Chaves para a sabedoria.

Nos tempos em que havia locadora de vídeo, vi um filme que me tocou fundo. Stealing Heaven, que na versão brasileira recebeu o título Em Nome de Deus. Quem são o diretor e os atores principais, disso não me lembro. Mas a história, que até então eu desconhecia, essa não dá para esquecer.

Baseado em fatos reais, o filme recria a história de Heloísa e Abelardo. Ela, muito jovem e em plena Idade Média, tinha conhecimento de latim, grego e hebraico. E nas palavras dele, era “muito bonita de rosto, sem rival pela extensão de sua cultura literária”. Ele, filósofo, teólogo e professor afamado. Vinha gente de longe para assistir a suas aulas em Paris.

Heloísa era sobrinha do cônego Fulbert, vigário de Notre-Dame. Devido à notabilidade do filósofo, o cônego lhe confiou a sobrinha como seu preceptor. Não imaginava, porém, que entre professor e aluna surgisse uma avassaladora paixão.

Da paixão resultou a gravidez inesperada e o casamento em segredo. Heloísa foi às escondidas para a casa de uma irmã de Abelardo na Bretanha, onde ficou até dar à luz o filho Astrolábio. Nada disso abrandou a fúria do tio de Heloísa, que se vingou de Abelardo, mandando cortar “a parte do corpo com a qual ele havia pecado.”

Em carta a um amigo, Abelardo se refere a esse fato como um monstruoso espetáculo. Ao refletir sobre ele, pensava na triste condição do eunuco perante Deus, prescrita no Deuteronômio: “o homem com testículos esmagados ou com o membro viril cortado não poderá entrar na assembleia de Iahweh.”

A extrema vergonha, mais do que a vocação – confidencia na carta – foi, a princípio, o que levou Abelardo a abandonar o magistério para se tornar monge. E convencer Heloísa– ou ordenar a esposa, como se pode deduzir das cartas entre eles – a tomar o véu em um convento, chegando a ser abadessa.

Muito antes de entrar no convento, Heloísa era estudiosa da bíblia. Não apenas lia a Sagrada Escritura, mas gostava de levantar questionamentos sobre o texto, difíceis de se responder. E Abelardo, com sua filosofia de problematização dos universais, dizia que o questionamento constante era a primeira chave para a sabedoria.

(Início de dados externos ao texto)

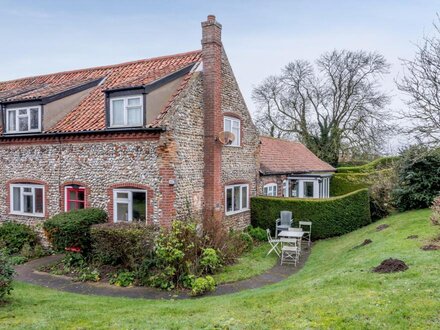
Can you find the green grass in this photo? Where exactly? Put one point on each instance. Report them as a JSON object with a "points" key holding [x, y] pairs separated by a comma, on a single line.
{"points": [[250, 264], [335, 289]]}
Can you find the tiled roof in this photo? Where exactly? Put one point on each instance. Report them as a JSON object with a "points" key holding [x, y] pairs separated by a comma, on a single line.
{"points": [[282, 157], [89, 115]]}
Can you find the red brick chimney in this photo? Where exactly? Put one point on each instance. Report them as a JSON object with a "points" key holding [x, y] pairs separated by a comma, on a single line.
{"points": [[213, 122]]}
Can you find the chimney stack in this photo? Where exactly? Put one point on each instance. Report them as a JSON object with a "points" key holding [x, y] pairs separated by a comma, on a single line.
{"points": [[213, 119]]}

Um dos questionamentos de Heloísa, testado com a própria vida, era sobre a ética da intenção. Se um ato pode ser ao mesmo tempo legítimo e culpável. Ela não sentia culpa por amar, como diz em carta ao marido: “sou muito culpada, mas, como sabes, sou muito inocente, pois no delito, o que conta não é o que é feito, mas a intenção do agente.” Ele, porém, parecia pensar como destaca o filme: “perdoe-nos, Pai, por termos amado.”

Gosto de conversar sobre religião com meu genro. Ainda mais por ele ser questionador. Dias atrás, mostrei a ele e a minha filha um comentário do editor do meu livro, ainda no prelo, escrito em honra a Nossa Senhora, que considera o livro uma ode à espiritualidade, à pureza e à beleza da fé. Na ocasião, falamos sobre documentos da Igreja que não atribuem o título de corredentora a Maria Santíssima.

Na semana seguinte, o Vaticano publicou a Nota doutrinal Mater Populi Fidelis. Em resposta a consultas sobre a devoção mariana, a Igreja achou por bem, numa “profunda fidelidade à identidade católica”, e num “particular esforço ecumênico”, esclarecer que não se deve chamar Maria de corredentora. Pois “um olhar dirigido a ela que nos distraia de Cristo, ou a coloque no mesmo nível do Filho de Deus, ficaria fora da dinâmica própria de uma fé autenticamente mariana”. Nada disso, como observa o texto, diminui ou ofende Maria, porque “todo o seu ser reporta ao seu Senhor”.

Logo que viu na internet, meu genro me enviou um whatsapp com a notícia sobre a Nota doutrinal. E indagou se eu sabia que ela ia ser publicada. Eu respondi que não tinha como saber. Mas fiquei satisfeito em ver que um tema tratado em meu livro estava sendo objeto de tanto interesse. Fiquei triste, porém, quando me deparei com bate-bocas rasos e impertinentes sobre o assunto em redes sociais. Questionamento constante é chave da sabedoria. Mas só funciona unido às chaves do respeito e da humildade.